Did you know its not unusual for it to take 2 months to climb Mount Everest? Climbers spend days ascending and acclimating and taking small carefully planned steps to achieve their goal. Climbing a mountain can not be done all at once, and neither can other great goals. We are capable of reaching big things, but the problem is that often we focus on climbing the mountain so fast and being perfect that we don't look at the steps it takes to get there. When people do that on Mount Everest they get hurt or die. When you do it, you feel sad and defeated, and you put yourself through it over and over again.
So how do we get rid of this perfectionistic attitude and take small steps to get where we want? We use a concept called chunking.
Chunking
Chunking is psychological technique used to break down large things into smaller pieces. The brain likes things in small bites. It can't make sense of the big.
Chunking means taking the large goal and breaking it up into small doable pieces that encourage you to move forward. They are small goals that make you feel successful and make you want to continue instead of giving up. The most common example of Chunking is remembering your phone number. We don’t say my phone number is 2025550122, we say my phone number is 202-555-0122. Or take a look at your credit card. It is broken into 4 sections of numbers. The brain prefers it that way.
The whole point of chunking is to make it small. Start with your big goal and break into bits.
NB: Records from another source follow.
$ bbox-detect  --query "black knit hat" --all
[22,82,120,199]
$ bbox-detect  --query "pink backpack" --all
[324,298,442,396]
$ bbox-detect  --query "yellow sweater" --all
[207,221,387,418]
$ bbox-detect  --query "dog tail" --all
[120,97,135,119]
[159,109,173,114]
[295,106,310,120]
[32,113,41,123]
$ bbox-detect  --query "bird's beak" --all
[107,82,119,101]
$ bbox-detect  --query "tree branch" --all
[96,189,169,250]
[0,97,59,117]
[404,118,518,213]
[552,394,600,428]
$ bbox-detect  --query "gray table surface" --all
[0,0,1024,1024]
I will often ask clients to engage their parasympathetic nervous system. That's the good rest and digest one that helps release positive happy hormones to our brain. However, I tell them I don't expect them to start meditating or doing yoga an hour a day. I give them tons of tools to make it small and add chunks of positive food for their nervous system.
Sigh three times-Sighing is a great reset for our nervous system. Think of when you get scared and then when the scare is over you relax your body blow out and say, "whew." That is our system trying to balance out the adrenaline from when we get scared. Now we may not get a big scare, but all day long we get stress hormones so every couple hours sigh three times and that long relaxed out breath will really help.
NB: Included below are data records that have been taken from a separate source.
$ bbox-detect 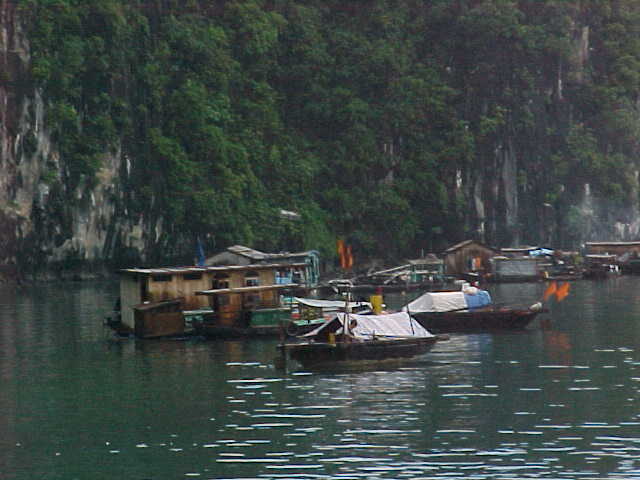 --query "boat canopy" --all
[304,312,433,340]
[293,297,371,310]
[402,288,491,313]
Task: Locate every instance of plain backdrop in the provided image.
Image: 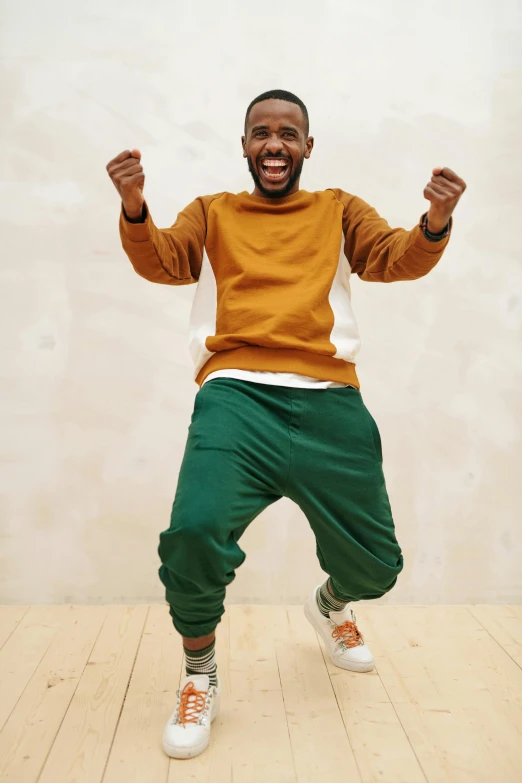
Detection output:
[0,0,522,603]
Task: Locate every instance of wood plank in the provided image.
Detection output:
[310,607,426,783]
[468,606,522,668]
[226,606,297,783]
[103,605,183,783]
[382,606,522,783]
[0,606,29,649]
[359,605,496,783]
[0,606,69,730]
[39,606,148,783]
[0,606,106,783]
[271,606,360,783]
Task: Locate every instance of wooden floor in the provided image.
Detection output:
[0,605,522,783]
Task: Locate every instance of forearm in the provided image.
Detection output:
[120,203,196,285]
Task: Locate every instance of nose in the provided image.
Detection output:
[265,136,283,155]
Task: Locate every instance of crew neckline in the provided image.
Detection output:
[237,188,308,204]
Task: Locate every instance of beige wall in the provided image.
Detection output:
[0,0,522,603]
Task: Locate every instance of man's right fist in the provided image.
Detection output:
[107,150,145,220]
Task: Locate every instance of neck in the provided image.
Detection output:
[250,180,299,198]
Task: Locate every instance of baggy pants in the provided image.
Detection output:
[158,378,403,638]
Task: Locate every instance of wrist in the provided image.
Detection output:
[121,201,145,223]
[426,214,449,234]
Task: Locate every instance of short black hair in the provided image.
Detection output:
[245,90,310,136]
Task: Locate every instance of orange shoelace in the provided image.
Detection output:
[179,682,207,726]
[332,620,364,647]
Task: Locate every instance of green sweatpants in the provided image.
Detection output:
[158,378,403,638]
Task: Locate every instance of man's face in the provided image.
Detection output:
[241,98,314,198]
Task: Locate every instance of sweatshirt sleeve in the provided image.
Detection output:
[334,190,453,283]
[120,197,217,285]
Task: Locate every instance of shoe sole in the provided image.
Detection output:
[304,602,375,672]
[163,693,221,759]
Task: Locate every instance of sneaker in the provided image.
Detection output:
[163,674,221,759]
[305,587,375,672]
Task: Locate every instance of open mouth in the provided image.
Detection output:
[259,158,290,182]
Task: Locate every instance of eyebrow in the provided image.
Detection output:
[250,125,299,134]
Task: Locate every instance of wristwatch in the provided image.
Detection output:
[419,212,452,242]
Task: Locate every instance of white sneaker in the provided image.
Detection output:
[163,674,221,759]
[305,587,375,672]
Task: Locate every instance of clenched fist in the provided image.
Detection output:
[107,150,145,220]
[424,166,466,234]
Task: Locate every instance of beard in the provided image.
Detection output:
[247,155,304,198]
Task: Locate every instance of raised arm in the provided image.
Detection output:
[107,150,212,285]
[335,169,466,283]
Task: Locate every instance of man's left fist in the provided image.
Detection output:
[424,166,466,234]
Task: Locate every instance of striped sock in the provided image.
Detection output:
[183,639,217,686]
[316,578,348,617]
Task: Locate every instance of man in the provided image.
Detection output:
[107,90,466,758]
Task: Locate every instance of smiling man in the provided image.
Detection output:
[107,90,466,758]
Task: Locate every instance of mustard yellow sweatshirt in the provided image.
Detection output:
[120,188,449,387]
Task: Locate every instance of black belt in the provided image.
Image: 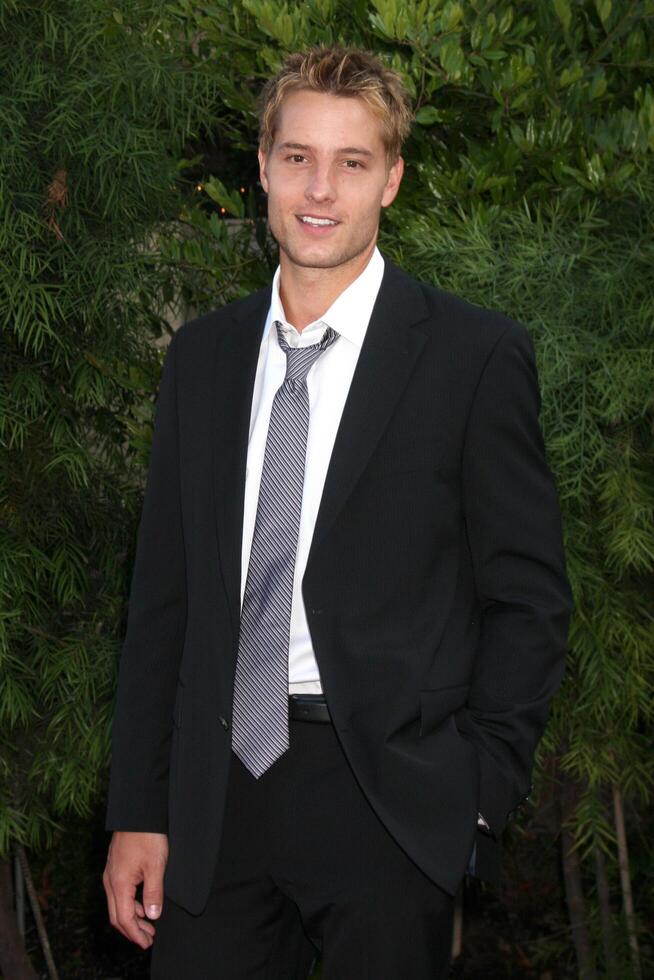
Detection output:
[288,694,332,723]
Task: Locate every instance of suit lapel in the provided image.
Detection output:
[309,260,429,561]
[213,261,429,636]
[212,287,270,636]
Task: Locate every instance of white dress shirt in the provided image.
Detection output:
[241,248,384,694]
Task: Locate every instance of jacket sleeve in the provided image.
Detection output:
[456,323,571,836]
[107,334,186,833]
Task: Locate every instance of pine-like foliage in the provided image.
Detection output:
[0,0,219,855]
[160,0,654,977]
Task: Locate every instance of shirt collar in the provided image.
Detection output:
[264,247,384,349]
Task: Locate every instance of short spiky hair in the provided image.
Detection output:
[259,47,413,163]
Shake it out - animals in the wild shake up to 10 times a day to reset their nervous system. Stand up and shake your body arms legs head and hands. Just like a wet dog, and exhale while you do it. You will feel refreshed.
Gratefulness- When you feel stressed say something you are grateful for. Our brain chemistry is impacted by the thoughts we think and the words we say. So when you find yourself stressed, or thinking negative thoughts. Think "it will be okay," "I can do this," or just think, "breathe."
Chunking is breaking it down. So break it down and climb your own version of Everest!